Research and Learning: Researching new technologies and architectural patterns by conducting technical Proof of Concepts (PoC) and propose improvements to existing platforms as well as developing new solutions. You will also be given the opportunity to do team-based and independent learning on a regular basis, to improve yours and the team’s knowledge.
What we’ll look for in you
Essential skills
Amazon Web Services: We run most of our back-end software in AWS Lambdas, with some containerised software (ECS / Fargate) and some cloud server based (EC2). You will need experience and good knowledge of all of these, general AWS networking principles (VPC, security groups etc.), plus other AWS services including, but not limited to: S3, EventBridge, SQS / SNS, RDS and DynamoDB.
Development Experience: You will be a solid developer, experienced in building high-quality, testable applications and tools. You will know how to create effective tests (unit and integration) and be familiar and comfortable with different ways of tackling a problem – for example pair and mob programming.

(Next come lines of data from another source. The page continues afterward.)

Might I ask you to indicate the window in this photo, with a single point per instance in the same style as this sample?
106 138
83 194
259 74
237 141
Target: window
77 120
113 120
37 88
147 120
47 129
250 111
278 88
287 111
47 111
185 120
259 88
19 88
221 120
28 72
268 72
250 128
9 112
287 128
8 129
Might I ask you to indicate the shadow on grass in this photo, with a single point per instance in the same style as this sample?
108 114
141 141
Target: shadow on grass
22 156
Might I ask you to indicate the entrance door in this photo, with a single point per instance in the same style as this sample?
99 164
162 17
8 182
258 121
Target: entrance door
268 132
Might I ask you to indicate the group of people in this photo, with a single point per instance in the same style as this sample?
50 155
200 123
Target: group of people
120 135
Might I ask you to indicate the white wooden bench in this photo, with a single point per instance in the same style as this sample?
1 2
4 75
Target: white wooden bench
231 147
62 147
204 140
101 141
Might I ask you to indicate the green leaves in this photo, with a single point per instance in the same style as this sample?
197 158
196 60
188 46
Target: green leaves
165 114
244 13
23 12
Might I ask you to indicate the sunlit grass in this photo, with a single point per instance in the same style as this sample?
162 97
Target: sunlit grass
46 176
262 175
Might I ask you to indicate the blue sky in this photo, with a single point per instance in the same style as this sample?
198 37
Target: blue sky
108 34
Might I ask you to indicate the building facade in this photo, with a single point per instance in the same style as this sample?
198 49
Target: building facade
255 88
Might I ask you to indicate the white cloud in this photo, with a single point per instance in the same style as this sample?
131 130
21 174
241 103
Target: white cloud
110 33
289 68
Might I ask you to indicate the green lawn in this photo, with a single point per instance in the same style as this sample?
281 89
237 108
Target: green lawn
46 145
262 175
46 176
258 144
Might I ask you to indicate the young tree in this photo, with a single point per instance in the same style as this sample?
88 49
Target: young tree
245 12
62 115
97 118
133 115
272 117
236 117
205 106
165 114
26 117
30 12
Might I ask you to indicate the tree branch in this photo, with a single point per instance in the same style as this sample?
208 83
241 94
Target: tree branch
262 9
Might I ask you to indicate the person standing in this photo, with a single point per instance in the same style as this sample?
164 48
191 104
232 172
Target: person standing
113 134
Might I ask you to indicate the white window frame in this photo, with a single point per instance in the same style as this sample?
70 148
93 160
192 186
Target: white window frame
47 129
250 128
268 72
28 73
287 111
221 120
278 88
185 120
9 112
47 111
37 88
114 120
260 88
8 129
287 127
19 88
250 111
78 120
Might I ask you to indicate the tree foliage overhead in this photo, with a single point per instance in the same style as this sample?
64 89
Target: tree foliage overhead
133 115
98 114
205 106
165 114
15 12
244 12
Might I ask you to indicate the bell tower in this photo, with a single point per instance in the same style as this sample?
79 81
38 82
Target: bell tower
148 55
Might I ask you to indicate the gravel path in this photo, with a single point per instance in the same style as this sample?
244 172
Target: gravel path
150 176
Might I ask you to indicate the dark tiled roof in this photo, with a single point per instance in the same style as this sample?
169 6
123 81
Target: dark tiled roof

Our stack is mainly TypeScript and Python, so experience with both would be distinctly advantageous.
Observability Knowledge: The fundamental aspects of observability, including telemetry and RUM are something you can explain in detail, and you know how to use them to effectively observe running software. You also understand sampling and how that can be used most effectively.
Problem-Solving Prowess: You possess exceptional problem-solving skills, capable of addressing intricate challenges that may arise within our technology landscape. You are also a ‘detective’, using your skills and knowledge to collect evidence that eliminates what a problem is not, leading you to the most likely cause(s).

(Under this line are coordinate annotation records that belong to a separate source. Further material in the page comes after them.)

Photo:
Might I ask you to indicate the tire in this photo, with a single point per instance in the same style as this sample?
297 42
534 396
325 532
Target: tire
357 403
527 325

Pipeline Expertise: You will understand how to create, deploy and troubleshoot CI / CD pipelines (we use Gitlab) to run tests / checks, create builds and ultimately deploy software in various environments.
Technology Proficiency: You have solid knowledge of various technologies, tools, frameworks and patterns related to the previous five points, including, but not limited to: IaC (e.g. Terraform, Pulumi, CDK), Lambda runtime programming languages (e.g. TypeScript, Python), containerised applications (Docker), event-driven architecture and POSIX-based shells (e.g. Bash, zsh).
Tech Enthusiasm: Your passion for technology drives you to explore and embrace the latest innovations continuously. This dedication to growth and learning is essential in staying ahead in our ever-evolving tech landscape.
Desirable skills
OpenTelemetry: Previous experience or demonstrated knowledge of working with OpenTelemetry solidifies your observability expertise, enhancing our monitoring and diagnostic capabilities.
Google Cloud Platform (GCP): Although Dunelm’s distributed systems are overwhelmingly deployed on AWS, we do have strategic deployments in GCP, so any working knowledge of this platform would demonstrate your breadth of cloud knowledge.